Education.KERA.org 13

A new report says Texas faces real obstacles to improve pre-kindergarten education, despite noteworthy efforts in Fort Worth and San Antonio. As part of KERA’s American Graduate Project, one of the study’s lead authors talks about what’s needed.

The KERA radio story

Robert Pianta co-wrote Pre-Kindergarten for the Modern Age: A Scalable, Affordable, High-Quality Plan for Texas at the request of Raise Your Hand, Texas, an education non-profit. The dean of the Curry School of Education at the University of Virginia says while Texas offers some pre-k, it lacks  both quantity and quality.

“We’ve given kids access to pre-k,” Pianta said. “But the question is — is there sufficient dosage to actually matter? It’s not dosage to anything. It has to be dosage to something that really is sufficiently, educationally intensive to move the needle for kids that are coming from struggling backgrounds.” 

Pianta’s prescription for improved Texas pre-k? A higher dose of standards and dollars in eight different nationally recognized categories, where he says Texas doesn’t measure up. He’d start with better trained teachers in front of 4-year-olds.

“I think about it as strategic opportunism,” Pianta says with a chuckle. “You have to be able to read kids’ reactions on the fly and know where to take them next. That’s what we mean by quality teacher/child interactions. We can measure those actually in ways that are quite standardized.”

John Breitfeller knows about qualified pre-k teachers. He runs the non-profit Educational First Steps, which trains teachers in best practices for early childhood education. Standing in the back of a pre-k class, he says there’s one way to make a real difference in children’s lives.
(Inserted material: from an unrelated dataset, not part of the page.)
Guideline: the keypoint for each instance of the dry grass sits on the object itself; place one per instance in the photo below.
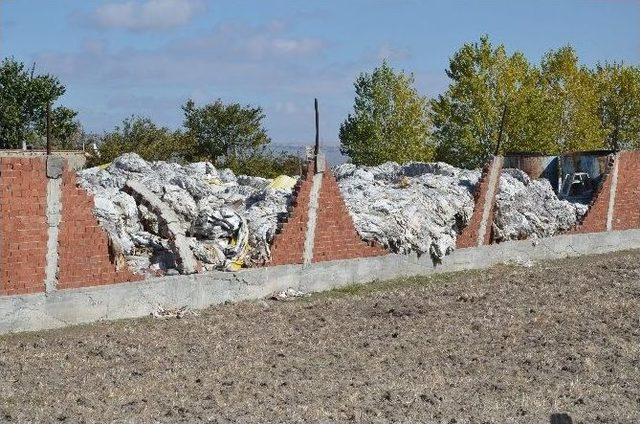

“You surround them with adults who know what they’re doing,” Breitfeller says. “And so many times we invest in a snappier playground or a better piece of material and we fail to realize the thing they need are the adults who know what they’re doing.”

Pianta’s 19-page report also stresses the value of full-day pre-k. But Texas only pays for half a day. He says that comes with a price.

“On most of the kinds of tests we give, the achievement gap between poor kids and non-poor kids is about 15 points,” Pianta explains. “Most well-run pre-k programs of the sort that have been around and evaluated can help close that gap by half, by the time kids reach third grade.”

Third grade matters. Research shows students not reading well by then are four times less likely to graduate high school by the time they’re 19. Pianta says Texas also has problems with pre-k curriculum standards and student teacher ratios. Both elements, he says, can stimulate creativity if done well. At Little Rascal’s pre-k in West Dallas, school seems to be fun.

“Sometimes those opportunities happen in a play situation, sometimes they happen outside at recess, sometimes around a set of blocks and Legos,” Pianta says. “And sometimes they happen in somewhat structured activities that are book reading or literary-focused or math-focused.”

When it comes to Texas, Pianta says that’s not all the state could do to improve its pre-k. He says the state should use data to measure and drive pre-k instruction, but it doesn’t now.

Finally, he says the state could use a dose of political leadership. It cut pre-k funding more than three years ago, and he says it hasn’t focused on quality or increased funding in recent years.